The study’s primary goals were to measure the number of patients whose PSA levels dropped and the treatment’s toxicity. Additional objectives included imaging responses, time patients lived without disease worsening, overall survival, and quality of life scores.

Investigators reported a reduction in PSA levels by at least 50% in 64% of patients, including 44% who experienced a reduction of at least 80%. Among the 27 patients with measurable disease at the study’s start, 56% experienced a partial or complete tumor reduction. The median time patients lived without disease worsening — measured through a rise in PSA levels — was 6.9 months. Their median overall survival was 13.3 months. A total of 14 patients received additional LuPSMA doses after their disease progressed. In nine of these patients (64%), PSA levels reduced by at least 50%. The most common side effects were dry mouth, nausea, and fatigue. Serious side effects were rare and included abnormally low levels of platelets and anemia, both detected in 10% of cases.

Overall, these early findings confirm the “high response rates and low toxicity with LuPSMA in men who had progressed after standard therapies,” even “in patients who subsequently progressed and were administered further LuPSMA,” the researchers wrote. “These results have provided the basis for randomised controlled trials currently underway,”

These findings were shared in a poster presented at the  2019 Genitourinary Cancers Symposium, Feb. 14–16 in San Francisco.

EPI-7386 Under Development for Metastatic, Hormone-Resistant Prostate Cancer.
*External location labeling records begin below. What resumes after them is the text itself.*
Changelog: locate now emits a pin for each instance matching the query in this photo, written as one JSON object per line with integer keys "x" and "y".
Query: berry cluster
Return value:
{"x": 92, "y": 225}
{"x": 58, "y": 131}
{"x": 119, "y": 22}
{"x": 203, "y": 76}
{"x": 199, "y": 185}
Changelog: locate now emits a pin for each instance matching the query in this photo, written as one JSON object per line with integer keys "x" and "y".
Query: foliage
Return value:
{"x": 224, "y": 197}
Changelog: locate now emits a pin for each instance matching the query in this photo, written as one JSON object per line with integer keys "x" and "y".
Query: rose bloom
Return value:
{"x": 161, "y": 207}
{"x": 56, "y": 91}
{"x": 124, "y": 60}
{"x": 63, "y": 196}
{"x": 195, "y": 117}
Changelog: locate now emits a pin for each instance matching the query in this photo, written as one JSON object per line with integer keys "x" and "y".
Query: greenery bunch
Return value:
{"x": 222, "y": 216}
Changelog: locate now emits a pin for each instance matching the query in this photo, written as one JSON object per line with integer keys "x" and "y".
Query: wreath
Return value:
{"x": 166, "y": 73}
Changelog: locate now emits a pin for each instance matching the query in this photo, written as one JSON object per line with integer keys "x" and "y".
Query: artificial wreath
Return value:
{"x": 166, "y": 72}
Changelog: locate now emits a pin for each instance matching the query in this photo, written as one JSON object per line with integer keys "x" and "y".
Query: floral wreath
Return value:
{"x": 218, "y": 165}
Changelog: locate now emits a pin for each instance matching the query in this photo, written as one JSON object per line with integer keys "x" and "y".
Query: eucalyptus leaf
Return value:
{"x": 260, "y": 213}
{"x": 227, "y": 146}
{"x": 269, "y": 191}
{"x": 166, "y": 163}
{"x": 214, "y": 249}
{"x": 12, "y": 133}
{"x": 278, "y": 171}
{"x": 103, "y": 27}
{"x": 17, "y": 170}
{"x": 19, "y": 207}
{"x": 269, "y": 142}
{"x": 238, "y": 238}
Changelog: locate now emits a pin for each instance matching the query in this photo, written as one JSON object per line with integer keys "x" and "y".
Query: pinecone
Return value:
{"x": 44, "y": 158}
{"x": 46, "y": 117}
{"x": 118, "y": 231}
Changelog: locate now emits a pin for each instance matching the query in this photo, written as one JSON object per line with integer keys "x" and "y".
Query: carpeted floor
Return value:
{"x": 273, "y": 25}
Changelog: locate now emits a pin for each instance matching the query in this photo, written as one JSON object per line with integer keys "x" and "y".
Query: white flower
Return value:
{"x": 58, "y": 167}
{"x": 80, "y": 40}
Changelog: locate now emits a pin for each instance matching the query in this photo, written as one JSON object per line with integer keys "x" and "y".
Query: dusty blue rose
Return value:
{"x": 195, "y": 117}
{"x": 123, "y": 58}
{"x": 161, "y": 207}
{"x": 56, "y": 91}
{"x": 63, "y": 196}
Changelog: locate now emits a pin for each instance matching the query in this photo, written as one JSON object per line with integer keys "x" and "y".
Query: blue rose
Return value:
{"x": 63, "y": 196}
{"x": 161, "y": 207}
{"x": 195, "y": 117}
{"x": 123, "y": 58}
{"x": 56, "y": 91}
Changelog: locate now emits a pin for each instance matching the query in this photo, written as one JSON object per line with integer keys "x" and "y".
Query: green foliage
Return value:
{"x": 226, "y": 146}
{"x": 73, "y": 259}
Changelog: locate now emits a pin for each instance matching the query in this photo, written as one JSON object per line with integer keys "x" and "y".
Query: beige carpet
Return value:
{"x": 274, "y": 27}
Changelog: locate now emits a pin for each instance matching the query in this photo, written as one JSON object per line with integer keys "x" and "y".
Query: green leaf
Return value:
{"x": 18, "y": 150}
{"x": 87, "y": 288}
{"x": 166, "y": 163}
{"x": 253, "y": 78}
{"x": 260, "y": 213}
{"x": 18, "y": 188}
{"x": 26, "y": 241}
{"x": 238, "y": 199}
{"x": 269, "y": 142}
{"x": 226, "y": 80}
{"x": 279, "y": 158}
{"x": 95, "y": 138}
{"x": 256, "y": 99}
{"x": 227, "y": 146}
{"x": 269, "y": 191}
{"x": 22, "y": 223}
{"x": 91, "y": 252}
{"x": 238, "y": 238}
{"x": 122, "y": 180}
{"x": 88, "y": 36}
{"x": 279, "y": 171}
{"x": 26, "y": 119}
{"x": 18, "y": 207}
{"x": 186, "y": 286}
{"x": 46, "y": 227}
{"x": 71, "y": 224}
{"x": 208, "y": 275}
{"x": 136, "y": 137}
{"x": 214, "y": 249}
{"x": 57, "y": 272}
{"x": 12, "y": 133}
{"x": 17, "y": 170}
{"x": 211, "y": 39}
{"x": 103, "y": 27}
EPI-7386 is a new androgen receptor inhibitor, selected as Essa Pharma’s lead candidate therapy for metastatic castration (hormone)-resistant prostate cancer (mCRPC). EPI-7386 works differently from current hormonal therapies by targeting a different region of the androgen receptor: instead of preventing androgens from binding the receptor, EPI-7386 binds to the N-terminal domain needed to activate the androgen receptor signaling cascade. Through this novel mechanism, EPI-7386 is able to block the androgen receptor even in cells that acquired resistance to other androgen receptor inhibitors, like Xtandi (enzalutamide). Essa expects to begin clinical trials for EPI-7386 by April 2020.